On a Baritone, 7 string, or an 8 string guitar, you’ll experience a longer than average scale length to accommodate for down tuning the guitar. From 26.5” to 29.75”, these longer scale lengths help keep down-tuned guitars in tune all up and down the neck.
Basses are a bit more confusing than guitars because there seem to be a wealth of slightly different scale lengths that necessitate different length strings. Bass strings are available in a variety of lengths while most guitar strings all come in the same length. 34” Scale Length is considered standard for 4 string Basses. Short Scale Basses include those with lengths shorter than 31”. The Hofner 500/1 Violin Bass is one of the earliest and most recognized Short Scale Electric Basses. The Fender Mustang and Bronco Basses offer 30” scale length making either of them a great choice as a Student Model.
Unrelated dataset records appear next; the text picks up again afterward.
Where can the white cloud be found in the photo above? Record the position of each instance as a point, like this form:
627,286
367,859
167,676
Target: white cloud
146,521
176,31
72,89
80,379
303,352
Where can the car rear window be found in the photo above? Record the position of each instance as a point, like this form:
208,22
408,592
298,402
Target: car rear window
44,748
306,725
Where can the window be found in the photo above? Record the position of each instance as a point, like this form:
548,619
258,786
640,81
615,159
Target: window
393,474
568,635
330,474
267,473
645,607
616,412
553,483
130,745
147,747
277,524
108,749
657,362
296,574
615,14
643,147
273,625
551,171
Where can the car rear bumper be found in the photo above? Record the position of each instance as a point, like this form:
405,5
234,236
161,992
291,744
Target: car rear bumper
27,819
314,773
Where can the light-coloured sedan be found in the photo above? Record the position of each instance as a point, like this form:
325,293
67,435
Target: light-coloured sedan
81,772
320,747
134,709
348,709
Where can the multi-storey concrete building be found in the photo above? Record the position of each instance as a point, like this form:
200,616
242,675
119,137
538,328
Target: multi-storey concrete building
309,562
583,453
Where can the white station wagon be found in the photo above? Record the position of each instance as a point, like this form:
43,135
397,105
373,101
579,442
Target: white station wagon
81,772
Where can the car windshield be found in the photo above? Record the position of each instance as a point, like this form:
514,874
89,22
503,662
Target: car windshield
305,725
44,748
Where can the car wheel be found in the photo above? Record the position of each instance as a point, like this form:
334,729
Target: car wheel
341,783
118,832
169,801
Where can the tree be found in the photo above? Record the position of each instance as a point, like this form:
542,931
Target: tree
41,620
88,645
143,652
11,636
There are also some instruments that offer multi-scale lengths on one instrument. The idea here is for unparalleled accuracy in intonation. The fingerboards on these instruments look considerably different than one with the frets all cut at the same angle.
At the end of the day, scale length is very important too the feel of any fretted instrument. However, the string tension, which is undoubtedly tied to scale length, can be altered by changing the gauge string and thusly, changing whether a guitar feels Slinky or Taut. In other words, you can't change a guitar's scale length (well, technically you can with a replacement neck) but you can change string gauge to increase or decrease string tension. Ultimately, only you can decide the correct feel for your guitar collection and we urge you to try out different strings to find that perfect balance of string tension.
This blog post was penned by Mathew Jenkins who features 71” scale length.